過去には以下のような事案がそのようなケースに該当する。どれも読者の皆さんがご存知の出来事ではないだろうか。
・2019年8月に放送されたTBSの番組「クレイジージャーニー」内で、事前に準備した動物をあたかもその場で発見して捕獲したかのように見せる不適切な演出が放送された
・2021年3月に放送された日本テレビの情報番組「スッキリ」内で、アイヌ民族への不適切な発言が放送された
・2020年5月に、フジテレビのリアリティ番組「テラスハウス」に出演中だったプロレスラーの木村花氏がSNS等で誹謗中傷されたことを理由に自ら命を絶った
そのような事情から、今回のテレ東の「激録・警察密着24時‼」の成り行きを、当事者のみならず民放各社も固唾をのんで見守っているのである。
なぜテレビは警察密着番組を好んで流すのか
今回の「激録・警察密着24時‼」の件には、「警察密着モノ」の番組が内包するさまざまな問題や「闇」が隠されている。その根底には、私がこれまでプレジデントオンラインの論考で指摘してきたテレビ局の「性癖」とも言える構造的欠陥があるのだ。
なぜ、テレビ局は「警察密着モノ」を流すのか。そして「警察密着モノ」がこんなに長い間続いてきたのはなぜなのか。それらの疑問を突き詰めることで、そのテレビ局の構造的欠陥に迫ってみたい。
テレビ局が「警察密着モノ」を好んで流す理由は、以下の3つである。
理由② 視聴者の不安をあおることができる
理由③ 警察に「おんぶにだっこ」ができる
①と②は、視聴率を上げるためにおこなわれる。まず①「視聴者の留飲を下げることができる」についてだが、読者の皆さんは、テレビのニュース番組でよく「○○事件の犯人は○○でした」といった表現を目にするだろう。
凶悪な事件の結末をセンセーショナルに報道し、かき立て、世間の耳目を集めるのがその手法だ。これを見た多くの視聴者は「あの事件もついに解決したか」とか、「ようやく犯人が捕まった」と安堵の胸をなでおろす。
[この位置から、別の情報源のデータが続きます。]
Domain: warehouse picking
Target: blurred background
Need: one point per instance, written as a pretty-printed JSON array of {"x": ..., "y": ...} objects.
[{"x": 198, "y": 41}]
同時に「ざまあみろ」や「結局、逃げ切れないで捕まったな」と思って溜飲を下げるのである。
問題はここにある。拙著『混沌時代の新・テレビ論』(ポプラ新書刊)でも述べたが、テレビの性癖について再度、押さえ直しをしておきたい。
あおり、演出で自由に味付けができる
テレビは被疑者が警察に逮捕された事実のみでその被疑者を犯罪者と決めつけ、事件はそれで終了したかのように扱う。
実際にはその被疑者が犯人かどうかは、その後の取調べや裁判などのプロセスを経て初めて判明するはずだ。被疑者の段階では、誰が犯罪者かは警察にすらわからないのである。
そうであるにもかかわらず、テレビは被疑者を犯罪者として扱って曖昧なニュースソースによる情報を発信することで世間の注意を引いて、勝手な解釈を押しつける。その結果、多くの視聴者はそれを信用してテレビの解釈を「事実」として受け止める。
今回の「警察密着モノ」もその手法で作られている。大げさなあおりや過激な演出で味つけされた番組を見せられると、視聴者は捕まった人間が単に被疑者であったとしても「こんな悪い奴は捕まってよかった」と思う。
完全に頭の中には「こいつは犯人だ」という意識しかない。しかも、その犯人を捕まえてくれるのは、「正義の味方」の警察だ。それが、勝手な解釈を「事実」に変えてしまう魔法たるゆえんである。